Herrenwahl – Economy – SZ.de


Progress is a snail. From 2015 to 2021, the proportion of women on supervisory boards at 263 large companies increased to 36 percent. It took six years for eleven percent more women to be promoted to supervisory boards. Now the federal government has stepped up: the new management positions law came into force this week. It no longer only affects the supervisory board, but the executive board. Listed companies and companies with equal co-determination must appoint at least one woman to their board of directors if the board consists of more than three people.

But what does the board member at the top of Deutsche Bahn or Deutsche Telekom bring to normal women who – like most men too – are not about to head a large corporation? Women outside of these large companies, for which female executives have now become a duty, will only benefit if management is equally effective outside of listed corporations.

Of course: women bosses in multibillion companies can also be role models beyond their own company. And living proof that responsible positions in Germany are not reserved for men. They could show that there are still alternative leadership styles to the leader, through whose hands all decisions go.

But most women don’t know Daniela Gerd tom Markotten personally; she has been a board member at Deutsche Bahn since June. Or Birgit Bohle, board member at Telekom. Much more powerful are role models from your own environment. People you could meet on Sundays when you fetch bread, and those who also have a say in your own career.
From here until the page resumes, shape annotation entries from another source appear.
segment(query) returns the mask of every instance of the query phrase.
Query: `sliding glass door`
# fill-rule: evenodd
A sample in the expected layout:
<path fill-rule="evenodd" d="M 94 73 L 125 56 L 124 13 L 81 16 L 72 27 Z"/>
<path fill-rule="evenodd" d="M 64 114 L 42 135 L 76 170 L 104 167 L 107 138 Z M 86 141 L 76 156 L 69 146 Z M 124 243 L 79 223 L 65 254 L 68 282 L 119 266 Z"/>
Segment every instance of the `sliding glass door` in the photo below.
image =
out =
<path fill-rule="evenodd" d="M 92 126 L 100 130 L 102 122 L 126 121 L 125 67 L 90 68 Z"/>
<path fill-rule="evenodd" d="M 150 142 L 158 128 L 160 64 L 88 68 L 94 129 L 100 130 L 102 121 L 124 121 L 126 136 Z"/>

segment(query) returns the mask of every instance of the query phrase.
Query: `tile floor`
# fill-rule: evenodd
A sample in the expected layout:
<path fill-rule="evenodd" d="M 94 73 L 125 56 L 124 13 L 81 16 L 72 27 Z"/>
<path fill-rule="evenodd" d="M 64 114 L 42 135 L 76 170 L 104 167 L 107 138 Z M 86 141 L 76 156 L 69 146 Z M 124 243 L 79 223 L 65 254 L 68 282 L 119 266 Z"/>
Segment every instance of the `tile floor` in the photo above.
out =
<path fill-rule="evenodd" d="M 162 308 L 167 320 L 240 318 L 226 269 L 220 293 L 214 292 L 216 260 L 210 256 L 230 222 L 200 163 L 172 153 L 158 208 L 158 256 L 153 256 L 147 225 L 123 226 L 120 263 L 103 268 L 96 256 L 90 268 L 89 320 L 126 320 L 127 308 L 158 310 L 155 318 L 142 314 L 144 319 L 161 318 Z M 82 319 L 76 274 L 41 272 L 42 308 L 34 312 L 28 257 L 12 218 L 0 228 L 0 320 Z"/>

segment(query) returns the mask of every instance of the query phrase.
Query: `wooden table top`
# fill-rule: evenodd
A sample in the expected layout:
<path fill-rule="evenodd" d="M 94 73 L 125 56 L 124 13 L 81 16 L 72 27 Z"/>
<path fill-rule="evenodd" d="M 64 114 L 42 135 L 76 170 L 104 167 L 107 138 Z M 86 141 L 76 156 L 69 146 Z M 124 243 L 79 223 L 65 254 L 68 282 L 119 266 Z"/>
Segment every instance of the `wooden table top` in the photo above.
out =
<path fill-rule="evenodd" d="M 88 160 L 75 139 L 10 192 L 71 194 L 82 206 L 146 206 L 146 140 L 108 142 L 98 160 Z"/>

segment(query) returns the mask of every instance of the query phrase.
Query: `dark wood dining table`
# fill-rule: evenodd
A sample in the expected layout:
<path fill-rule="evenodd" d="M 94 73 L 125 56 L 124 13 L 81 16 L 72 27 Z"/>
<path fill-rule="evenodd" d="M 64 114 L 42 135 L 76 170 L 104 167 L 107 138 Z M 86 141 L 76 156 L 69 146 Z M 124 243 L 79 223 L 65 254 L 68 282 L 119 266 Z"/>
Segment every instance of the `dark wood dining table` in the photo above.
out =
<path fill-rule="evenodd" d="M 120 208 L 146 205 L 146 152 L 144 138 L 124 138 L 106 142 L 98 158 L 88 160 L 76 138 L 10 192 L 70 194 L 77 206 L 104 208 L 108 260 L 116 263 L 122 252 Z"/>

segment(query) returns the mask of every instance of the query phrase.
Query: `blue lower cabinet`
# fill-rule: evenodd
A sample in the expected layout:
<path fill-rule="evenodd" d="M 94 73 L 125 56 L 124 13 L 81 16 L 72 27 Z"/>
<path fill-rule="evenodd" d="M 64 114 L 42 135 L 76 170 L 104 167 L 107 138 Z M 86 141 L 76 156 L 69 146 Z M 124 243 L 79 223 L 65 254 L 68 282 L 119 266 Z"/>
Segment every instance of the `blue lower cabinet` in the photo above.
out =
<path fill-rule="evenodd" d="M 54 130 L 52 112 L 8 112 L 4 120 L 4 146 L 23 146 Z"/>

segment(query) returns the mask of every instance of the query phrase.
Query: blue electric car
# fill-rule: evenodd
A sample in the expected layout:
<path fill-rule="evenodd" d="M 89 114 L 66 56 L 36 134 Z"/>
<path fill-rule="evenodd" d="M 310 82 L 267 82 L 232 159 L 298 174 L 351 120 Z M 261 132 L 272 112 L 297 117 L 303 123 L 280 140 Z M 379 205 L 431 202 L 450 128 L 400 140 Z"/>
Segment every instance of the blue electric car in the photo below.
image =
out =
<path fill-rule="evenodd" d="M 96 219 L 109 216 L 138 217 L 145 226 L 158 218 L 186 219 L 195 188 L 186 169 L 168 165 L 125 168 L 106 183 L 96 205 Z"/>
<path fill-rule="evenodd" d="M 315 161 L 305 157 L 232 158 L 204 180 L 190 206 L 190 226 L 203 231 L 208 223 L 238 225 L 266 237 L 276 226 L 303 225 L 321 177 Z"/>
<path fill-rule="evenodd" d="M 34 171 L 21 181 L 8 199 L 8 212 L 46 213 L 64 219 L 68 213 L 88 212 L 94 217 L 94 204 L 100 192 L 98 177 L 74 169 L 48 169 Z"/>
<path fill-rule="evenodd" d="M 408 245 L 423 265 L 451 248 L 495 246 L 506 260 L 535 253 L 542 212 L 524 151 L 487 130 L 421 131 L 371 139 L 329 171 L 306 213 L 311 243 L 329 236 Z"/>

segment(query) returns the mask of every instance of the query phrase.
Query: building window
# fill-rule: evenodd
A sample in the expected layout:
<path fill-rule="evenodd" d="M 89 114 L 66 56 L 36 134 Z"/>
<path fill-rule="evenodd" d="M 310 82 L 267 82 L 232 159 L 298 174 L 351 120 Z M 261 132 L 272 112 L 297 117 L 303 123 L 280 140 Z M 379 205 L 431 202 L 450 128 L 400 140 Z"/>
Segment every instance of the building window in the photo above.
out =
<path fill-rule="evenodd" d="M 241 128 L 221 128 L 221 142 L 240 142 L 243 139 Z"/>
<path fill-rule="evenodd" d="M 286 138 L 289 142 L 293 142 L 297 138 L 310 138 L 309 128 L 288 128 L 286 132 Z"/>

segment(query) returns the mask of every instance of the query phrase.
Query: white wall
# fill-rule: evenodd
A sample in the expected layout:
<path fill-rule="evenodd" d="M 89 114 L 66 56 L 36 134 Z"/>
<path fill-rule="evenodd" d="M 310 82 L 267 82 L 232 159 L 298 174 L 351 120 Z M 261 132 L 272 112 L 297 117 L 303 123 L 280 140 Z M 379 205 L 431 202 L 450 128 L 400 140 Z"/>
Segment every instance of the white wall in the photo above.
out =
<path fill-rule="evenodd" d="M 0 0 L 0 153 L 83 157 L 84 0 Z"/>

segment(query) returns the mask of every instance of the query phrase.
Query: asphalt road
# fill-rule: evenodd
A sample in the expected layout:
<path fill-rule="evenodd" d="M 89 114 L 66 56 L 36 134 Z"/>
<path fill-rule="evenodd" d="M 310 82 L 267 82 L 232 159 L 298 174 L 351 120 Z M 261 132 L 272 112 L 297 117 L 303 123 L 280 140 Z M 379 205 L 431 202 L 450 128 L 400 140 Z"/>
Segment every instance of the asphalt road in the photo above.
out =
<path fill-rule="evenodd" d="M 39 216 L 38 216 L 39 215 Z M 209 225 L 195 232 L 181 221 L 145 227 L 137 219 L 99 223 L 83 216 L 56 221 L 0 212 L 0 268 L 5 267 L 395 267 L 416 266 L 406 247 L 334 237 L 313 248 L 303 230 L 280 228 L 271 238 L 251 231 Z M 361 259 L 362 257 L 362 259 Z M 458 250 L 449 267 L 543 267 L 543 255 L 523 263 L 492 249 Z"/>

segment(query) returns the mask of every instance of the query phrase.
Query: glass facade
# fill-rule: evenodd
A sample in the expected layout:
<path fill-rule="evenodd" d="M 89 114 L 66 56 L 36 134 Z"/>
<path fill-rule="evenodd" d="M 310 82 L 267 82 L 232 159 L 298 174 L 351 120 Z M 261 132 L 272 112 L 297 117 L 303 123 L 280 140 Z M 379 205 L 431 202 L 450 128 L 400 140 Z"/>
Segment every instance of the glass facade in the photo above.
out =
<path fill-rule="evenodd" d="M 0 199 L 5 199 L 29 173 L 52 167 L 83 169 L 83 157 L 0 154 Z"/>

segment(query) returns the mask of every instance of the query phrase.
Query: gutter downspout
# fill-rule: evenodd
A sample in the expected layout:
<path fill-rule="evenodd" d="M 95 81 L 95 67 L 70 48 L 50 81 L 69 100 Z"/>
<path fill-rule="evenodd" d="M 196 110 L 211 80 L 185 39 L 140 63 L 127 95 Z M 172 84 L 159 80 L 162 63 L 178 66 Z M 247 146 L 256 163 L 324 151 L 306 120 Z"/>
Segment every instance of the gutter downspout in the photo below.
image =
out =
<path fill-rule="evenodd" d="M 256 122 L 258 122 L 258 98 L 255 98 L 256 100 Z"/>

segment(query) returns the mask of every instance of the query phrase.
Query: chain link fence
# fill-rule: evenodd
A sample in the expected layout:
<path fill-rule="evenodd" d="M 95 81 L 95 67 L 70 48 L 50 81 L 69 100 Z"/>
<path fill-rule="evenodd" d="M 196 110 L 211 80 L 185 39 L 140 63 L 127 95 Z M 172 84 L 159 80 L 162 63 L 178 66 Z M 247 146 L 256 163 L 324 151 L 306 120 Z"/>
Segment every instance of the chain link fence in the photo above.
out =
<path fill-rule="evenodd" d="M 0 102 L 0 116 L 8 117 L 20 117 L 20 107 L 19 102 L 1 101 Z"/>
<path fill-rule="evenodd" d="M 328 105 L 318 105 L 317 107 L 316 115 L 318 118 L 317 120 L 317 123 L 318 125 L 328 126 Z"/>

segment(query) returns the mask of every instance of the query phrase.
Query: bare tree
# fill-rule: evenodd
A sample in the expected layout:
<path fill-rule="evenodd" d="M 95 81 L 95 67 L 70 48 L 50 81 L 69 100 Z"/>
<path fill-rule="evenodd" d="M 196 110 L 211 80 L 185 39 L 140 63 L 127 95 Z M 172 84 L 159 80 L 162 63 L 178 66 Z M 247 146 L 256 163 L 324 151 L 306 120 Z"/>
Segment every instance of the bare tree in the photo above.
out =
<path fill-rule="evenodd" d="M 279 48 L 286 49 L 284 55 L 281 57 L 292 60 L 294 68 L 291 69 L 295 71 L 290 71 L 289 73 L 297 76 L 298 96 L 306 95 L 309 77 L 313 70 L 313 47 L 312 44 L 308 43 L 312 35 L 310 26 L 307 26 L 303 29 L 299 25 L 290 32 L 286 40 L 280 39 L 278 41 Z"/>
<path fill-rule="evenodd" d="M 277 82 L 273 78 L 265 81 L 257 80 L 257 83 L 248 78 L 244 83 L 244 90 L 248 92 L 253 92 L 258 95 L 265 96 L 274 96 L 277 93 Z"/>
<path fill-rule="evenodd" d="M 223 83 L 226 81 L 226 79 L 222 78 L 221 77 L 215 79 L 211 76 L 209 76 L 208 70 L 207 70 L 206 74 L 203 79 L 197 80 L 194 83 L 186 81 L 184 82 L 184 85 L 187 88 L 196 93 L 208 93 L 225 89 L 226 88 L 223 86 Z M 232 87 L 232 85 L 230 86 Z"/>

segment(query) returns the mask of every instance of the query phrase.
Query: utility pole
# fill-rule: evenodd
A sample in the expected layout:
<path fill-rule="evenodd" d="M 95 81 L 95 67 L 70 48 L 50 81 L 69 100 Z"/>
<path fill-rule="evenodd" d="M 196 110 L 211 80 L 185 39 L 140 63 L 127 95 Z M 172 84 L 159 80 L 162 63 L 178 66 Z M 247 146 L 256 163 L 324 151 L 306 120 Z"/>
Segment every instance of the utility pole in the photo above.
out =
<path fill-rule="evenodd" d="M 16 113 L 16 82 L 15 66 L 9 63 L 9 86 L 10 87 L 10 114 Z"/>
But where does it go without saying that the head of the medium-sized industrial plant is occupied by a woman? That the local public utilities are run by a woman, that the executive office of the local savings bank shares a Jochen and a Kerstin? Equal opportunities for management positions and sufficient female participation have by no means become widespread.

The savings banks show that. Spread across Germany, the institutes employ 911 board members. If they were to meet for a general assembly, only 53 women would enter the hall. The rest: men in suits and ties, a consulting firm counted. At a meeting like this, more men would show up with “Thomas” on their nameplates than female board members.

It looks only slightly better for German medium-sized companies. The proportion of women in management bodies is there at 13 percent. The companies turn over a lot of money and are responsible for social life. There is potential in important medium-sized companies.

The social debate about the number of women bosses focuses too much on the big corporations. But only when equality is everywhere does it make a difference to the masses. Even on boards of public companies, the proportion of women is currently less than a quarter.

If bosses were to fill their departmental and team leader positions equally in future, equal opportunities could seep into all the lowlands of the world of work. Then career starters are also promoted at the same time. And efforts to abolish unequal pay are becoming realistic, and from your desk, gender equality also radiates to partnerships and families at home. Because it is then completely normal for young men and young women to take parental leave for six months, then maybe two years part-time – and then have the right to a full-time position with the same responsibility.